Southampton Uni's Israel Conference to be CANCELLED after Pressure from Government & Israeli lobbyists

The University of Southampton has bowed to pressure to cancel a highly controversial conference debating the legitimacy of Israeli statehood, it has emerged today, citing “Health and safety”. UPDATE 01/04/2015: […]


The University of Southampton has bowed to pressure to cancel a highly controversial conference debating the legitimacy of Israeli statehood, it has emerged today, citing “Health and safety”.

UPDATE 01/04/2015: Contrary to the statement released by the organisers of the conference on the 31st, the University maintains that the review process is still ongoing and that the only reason for potential ‘withdrawal of permission’ is health and safety of the staff, students, and public.

The University also maintains that the final decision for cancellation will be up to the organisers of the conference, despite the organisers’ statement saying that the University has withdrawn permission for the conference to go ahead.

Communities Minister Eric Pickles has been among the conference’s several high profile critics

The conference, titled “International Law and the State of Israel: Legitimacy, Responsibility and Exceptionalism” was to take place in just three weeks time, from the 17-19th of April.

It had drawn near universal criticism from Jewish and Israeli interest groups both in the UK and abroad, with the Zionist Federation calling it “a kangaroo court”.

According to The Jerusalem Post, The Jewish Leadership Council, Board of Deputies and the Union of Jewish Students sent a letter to the university to cancel the conference in October 2014.

Research by pro-zionist think tank the Fair Play Campaign Group has identified 80% of the 56 speakers as “anti-Israel activists”. This has lead the board of deputies to previously state:

If the conference cannot be re-structured to revise its tendentious subject title and focus on delegitimising the State of Israel, and to feature a balanced line up of academic contributors, it cannot be treated as a serious and genuine academic study and should be cancelled.

Conservative communities minister Eric Pickles has also weighed in on the debate, advising the University against holding the conference. Pickles told Jewish News:

There is a careful line between legitimate academic debate on international law and the actions of governments, and the far-left’s bashing of Israel which often descends into naked anti-Semitism.

As a result Board of Deputies VP Jonathan Arkush has headed a delegation to meet with the University’s vice-chancellor Don Nutbeam.

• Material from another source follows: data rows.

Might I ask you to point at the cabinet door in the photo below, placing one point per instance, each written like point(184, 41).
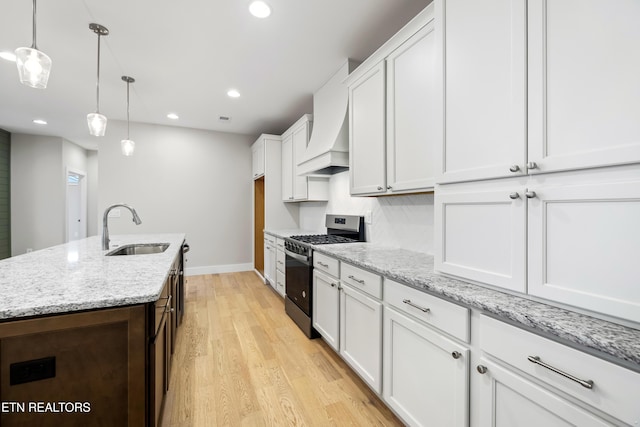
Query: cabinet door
point(257, 155)
point(506, 399)
point(584, 90)
point(270, 264)
point(483, 237)
point(300, 140)
point(367, 157)
point(361, 335)
point(287, 168)
point(426, 375)
point(326, 308)
point(411, 118)
point(483, 45)
point(584, 246)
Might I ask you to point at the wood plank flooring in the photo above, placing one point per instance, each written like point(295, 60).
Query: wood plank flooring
point(240, 361)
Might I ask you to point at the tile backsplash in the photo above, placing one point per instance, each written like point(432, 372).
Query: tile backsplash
point(398, 221)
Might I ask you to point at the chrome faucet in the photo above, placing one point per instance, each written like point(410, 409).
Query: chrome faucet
point(105, 227)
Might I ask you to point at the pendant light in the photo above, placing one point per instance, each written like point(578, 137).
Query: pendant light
point(34, 66)
point(127, 145)
point(96, 121)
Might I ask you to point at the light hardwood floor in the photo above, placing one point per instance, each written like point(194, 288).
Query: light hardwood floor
point(240, 361)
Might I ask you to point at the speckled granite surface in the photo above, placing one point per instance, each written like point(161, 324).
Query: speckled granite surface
point(416, 270)
point(77, 276)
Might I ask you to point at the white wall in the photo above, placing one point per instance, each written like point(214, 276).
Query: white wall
point(38, 189)
point(37, 193)
point(184, 181)
point(398, 221)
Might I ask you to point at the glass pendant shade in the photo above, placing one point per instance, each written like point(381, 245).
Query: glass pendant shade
point(97, 124)
point(127, 147)
point(33, 67)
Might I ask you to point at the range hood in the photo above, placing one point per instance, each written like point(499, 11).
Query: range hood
point(328, 149)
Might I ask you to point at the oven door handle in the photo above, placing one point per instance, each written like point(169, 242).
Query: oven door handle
point(300, 258)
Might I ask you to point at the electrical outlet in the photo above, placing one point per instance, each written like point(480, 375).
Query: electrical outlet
point(367, 217)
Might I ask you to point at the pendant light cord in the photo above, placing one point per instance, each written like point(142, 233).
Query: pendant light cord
point(33, 45)
point(127, 109)
point(98, 79)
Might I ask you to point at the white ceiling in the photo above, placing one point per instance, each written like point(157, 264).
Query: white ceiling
point(185, 55)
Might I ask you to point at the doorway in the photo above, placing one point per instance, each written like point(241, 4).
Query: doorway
point(76, 205)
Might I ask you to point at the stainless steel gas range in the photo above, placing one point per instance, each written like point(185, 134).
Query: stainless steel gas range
point(299, 265)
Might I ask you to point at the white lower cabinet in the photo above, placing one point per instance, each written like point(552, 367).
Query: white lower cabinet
point(361, 335)
point(426, 375)
point(326, 307)
point(528, 380)
point(507, 399)
point(270, 260)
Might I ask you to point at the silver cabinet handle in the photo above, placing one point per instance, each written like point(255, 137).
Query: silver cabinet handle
point(584, 383)
point(355, 279)
point(408, 302)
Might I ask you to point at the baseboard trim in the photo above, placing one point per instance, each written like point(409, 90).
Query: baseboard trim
point(216, 269)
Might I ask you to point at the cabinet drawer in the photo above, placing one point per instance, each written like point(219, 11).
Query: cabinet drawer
point(448, 317)
point(362, 280)
point(280, 260)
point(614, 390)
point(326, 264)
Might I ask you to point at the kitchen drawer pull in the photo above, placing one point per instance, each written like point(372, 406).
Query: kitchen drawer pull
point(584, 383)
point(408, 302)
point(355, 279)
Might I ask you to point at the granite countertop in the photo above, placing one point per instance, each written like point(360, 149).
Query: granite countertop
point(78, 276)
point(606, 339)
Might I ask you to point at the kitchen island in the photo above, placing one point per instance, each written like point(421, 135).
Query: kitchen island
point(85, 338)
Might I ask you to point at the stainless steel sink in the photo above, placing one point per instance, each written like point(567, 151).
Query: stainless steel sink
point(139, 249)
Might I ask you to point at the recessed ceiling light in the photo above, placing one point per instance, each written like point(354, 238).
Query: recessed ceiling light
point(259, 9)
point(9, 56)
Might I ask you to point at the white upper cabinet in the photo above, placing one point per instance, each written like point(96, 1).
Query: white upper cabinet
point(411, 117)
point(257, 155)
point(584, 245)
point(483, 89)
point(537, 86)
point(392, 120)
point(367, 163)
point(584, 89)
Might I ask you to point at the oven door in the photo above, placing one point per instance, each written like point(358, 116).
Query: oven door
point(298, 280)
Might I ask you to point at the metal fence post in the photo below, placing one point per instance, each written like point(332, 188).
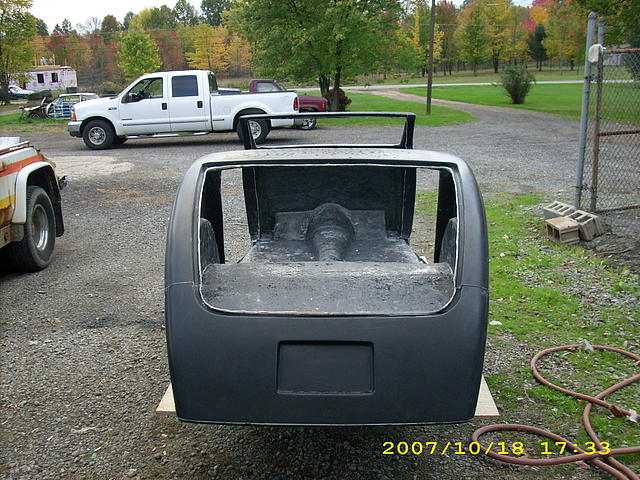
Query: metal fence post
point(593, 203)
point(584, 116)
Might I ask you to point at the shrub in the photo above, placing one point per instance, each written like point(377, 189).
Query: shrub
point(517, 82)
point(343, 100)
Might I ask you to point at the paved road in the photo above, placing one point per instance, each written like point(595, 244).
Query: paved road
point(82, 350)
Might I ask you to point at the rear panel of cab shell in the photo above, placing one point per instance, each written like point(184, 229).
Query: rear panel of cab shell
point(328, 370)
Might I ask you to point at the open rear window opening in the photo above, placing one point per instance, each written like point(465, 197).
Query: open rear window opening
point(328, 240)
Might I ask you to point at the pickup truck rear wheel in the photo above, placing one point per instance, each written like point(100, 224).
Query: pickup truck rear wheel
point(35, 250)
point(308, 123)
point(98, 135)
point(259, 130)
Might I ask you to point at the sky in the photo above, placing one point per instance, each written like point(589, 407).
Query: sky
point(79, 11)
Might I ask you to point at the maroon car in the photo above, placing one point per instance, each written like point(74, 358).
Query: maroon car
point(308, 103)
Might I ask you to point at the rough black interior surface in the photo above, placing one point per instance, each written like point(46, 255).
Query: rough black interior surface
point(329, 260)
point(385, 288)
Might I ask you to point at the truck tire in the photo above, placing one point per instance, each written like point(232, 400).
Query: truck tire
point(35, 251)
point(98, 135)
point(259, 129)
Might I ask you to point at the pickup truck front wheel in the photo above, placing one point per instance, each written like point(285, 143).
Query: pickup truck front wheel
point(259, 130)
point(98, 135)
point(35, 250)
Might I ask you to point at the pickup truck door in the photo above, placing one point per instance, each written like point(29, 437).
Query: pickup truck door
point(188, 108)
point(144, 109)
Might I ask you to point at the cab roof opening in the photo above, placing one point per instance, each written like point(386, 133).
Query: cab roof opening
point(330, 317)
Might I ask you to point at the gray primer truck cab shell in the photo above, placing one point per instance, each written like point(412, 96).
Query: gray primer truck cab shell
point(329, 319)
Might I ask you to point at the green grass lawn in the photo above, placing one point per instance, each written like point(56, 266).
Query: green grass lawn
point(364, 102)
point(564, 100)
point(534, 298)
point(465, 77)
point(14, 122)
point(620, 102)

The delegation and the vice-chancellor have agreed that the conference cannot go ahead on grounds of “Health & Safety”.

The University acknowledges that there will be several parties interested in protesting the conference, for which the security staff cannot be be provided, nor be guaranteed to control the crowds effectively.

Organisers of the conference released a 973 word statement regarding the cancellation, which repudiates this claim, as this short excerpt demonstrates:

As the law stands, the University is legally obliged to uphold freedom of speech, and- unlike in some engineering projects for example where health and safety may be the only legal obligation– the requirement of minimising risk should also fall onto the police as the agency that is entrusted with the enforcement of the law (freedom of speech) and the provision of security.

The mitigating measure should therefore include policing in addition to what the university can reasonably provide using its own security resources. We are therefore extremely dissatisfied with the risk assessment conducted by the University which seems to lack consistency…

The statement goes on to state that legal emergency measures which will prevent the university from cancelling the conference are being explored. The organisers have called for the “widest and most intense public campaign possible that would urgently encourage the university to reverse its decision”.

876 Academics from across the UK and internationally have signed a declaration of support for the conference to go ahead. The cancellation was announced only yesterday.

With the conference and perhaps Southampton’s academic integrity hanging in the balance, the University and its leadership are certain to come under a great deal of international media pressure and scrutiny in the coming days and weeks.